Nature Conservancy of Canada: The Natural Areas Conservation Program (NACP) is one of NCC’s staple programs. The Canadian government launched the five-year program in 2007 and selected NCC to lead operations. The government renewed the program in 2014 for another five years by providing NCC with $100 million in funding. NCC has protected roughly 968,650 acres of land since the program’s inception in 2007, providing habitat for 194 COSEWIC-assessed species at risk. Protection of an additional 545,000 acres of land is the government’s main goal with the program renewal.

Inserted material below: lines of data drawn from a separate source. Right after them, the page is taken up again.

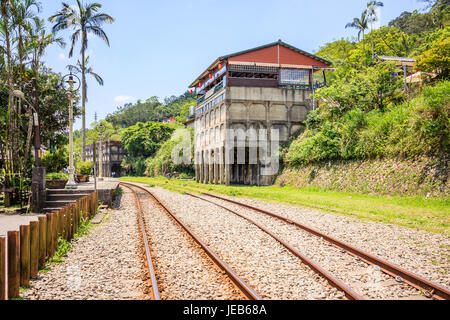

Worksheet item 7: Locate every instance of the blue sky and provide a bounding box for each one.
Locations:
[41,0,424,128]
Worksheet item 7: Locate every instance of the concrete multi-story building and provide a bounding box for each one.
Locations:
[190,40,331,185]
[86,141,127,178]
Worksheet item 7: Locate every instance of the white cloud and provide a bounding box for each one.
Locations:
[114,96,135,103]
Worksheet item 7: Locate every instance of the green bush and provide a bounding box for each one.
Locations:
[45,173,69,180]
[145,130,195,177]
[42,148,69,172]
[77,161,94,176]
[286,81,450,167]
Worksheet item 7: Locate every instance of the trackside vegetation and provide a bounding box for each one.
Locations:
[121,177,450,234]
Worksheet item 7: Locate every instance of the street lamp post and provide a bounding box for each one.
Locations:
[98,123,103,181]
[12,85,46,213]
[63,73,80,190]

Doctors Without Borders: MSF Canada is one of 18 national offices of the MSF international organization. Since 1991, Canadians have taken on more than 2,000 field assignments with MSF in more than 80 countries. In 2013, MSF Canada sent 403 medical and logistical professionals on missions in 25 countries worldwide. The largest projects addressed the ongoing conflict in the Democratic Republic of Congo ($4.5m in F2013), the response to Typhoon Haiyan in the Philippines ($2.3m), and the sectarian conflict in the Central African Republic ($2.1m). The main activities undertaken by MSF are massive vaccination campaigns, the training and supervision of medical personnel, improving water and sanitation infrastructure, distributing drugs and medical supplies, data collection, and direct patient care.

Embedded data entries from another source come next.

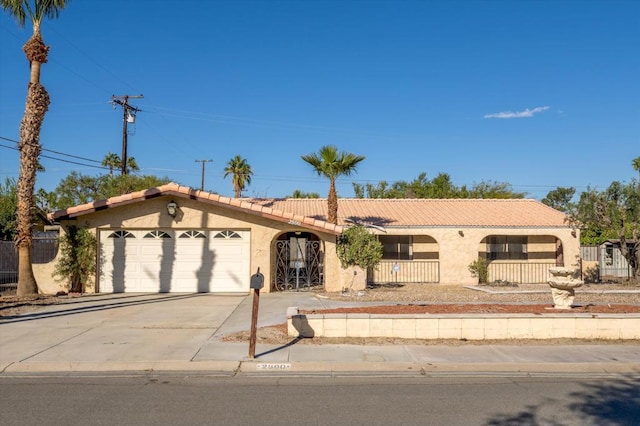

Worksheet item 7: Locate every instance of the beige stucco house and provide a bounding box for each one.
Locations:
[34,184,579,293]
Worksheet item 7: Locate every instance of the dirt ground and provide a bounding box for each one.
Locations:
[223,284,640,346]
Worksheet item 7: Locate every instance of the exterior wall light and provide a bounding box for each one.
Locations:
[167,201,178,218]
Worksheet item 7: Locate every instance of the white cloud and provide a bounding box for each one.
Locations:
[484,106,549,118]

Wounded Warrior Project – Wounded Warrior Project® (WWP) began when several veterans and friends, moved by stories of the first wounded service members returning home from Afghanistan and Iraq, took action to help others in need. What started as a program to provide comfort items to wounded service members has grown into a complete rehabilitative effort to assist warriors as they transition back to civilian life.

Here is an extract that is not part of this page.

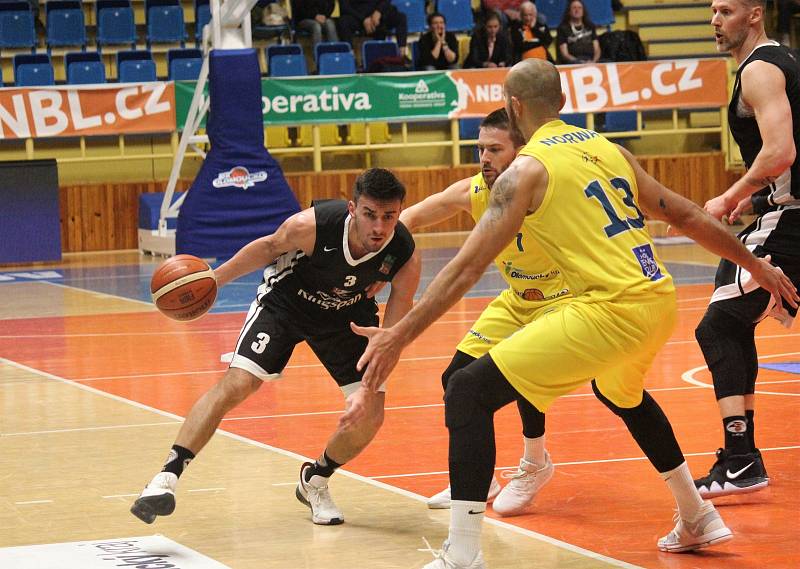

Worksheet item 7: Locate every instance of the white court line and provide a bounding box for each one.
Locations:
[0,357,644,569]
[370,445,800,480]
[681,350,800,397]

Transition to Betterness (T2B): T2B establishes and funds multiple programs that operate mainly within our local hospitals and health care facilities in Windsor/Essex County. The programs created and supported by T2B, and with more than 200 volunteers, help provide the much needed bridge between the hospital and home.
Calgary Women’s Emergency Shelter: The CWES offers a 24 hour family violence helpline as a first contact for people reaching out for support. It runs a 50-bed emergency shelter for women and their children. When women arrive, they receive counselling, resources, and support for a variety of situations such as: obtaining housing, dealing with legal issues, building a safety plan, and emotional support. Women who choose not to come to the shelter can access the same counselling resources and support. The CWES also offers counselling services for men and children.In 2012, the CWES received 10,930 calls to its family violence helpline. It provided counselling services to 360 women, 535 children, and 180 men.
Canadian Feed the Children (CFTC): CFTC’s strategy has three main foci: food security, education and local capacity building. With respect to food security, CFTC focuses on community-based agricultural, income-generating, feeding and nutrition programs that are implemented by local partners. Education programs focus on improving attendance and graduation, but also include agricultural training for adults and supporting improved policy to improve education, especially for girls.
KidSport Calgary: In 2014, KidSport Calgary provided $0.9m to pay for the sports registration fees for 3,412 kids, a 26% year-over-year increase. KidSport expects demand will grow in 2015. Its goal is to help 3 ,675 kids play organized sports at a cost of $1.1m.
Pathways to Education: In F2014, Pathways supported 4,910 students through its programs, as compared to 4,500 in the previous year. In total, 74% of Pathways graduates have pursued post-secondary education.Dropout rates have declined by over 70%. On average, Pathways incurred a cost of $5,040 per student in F2014.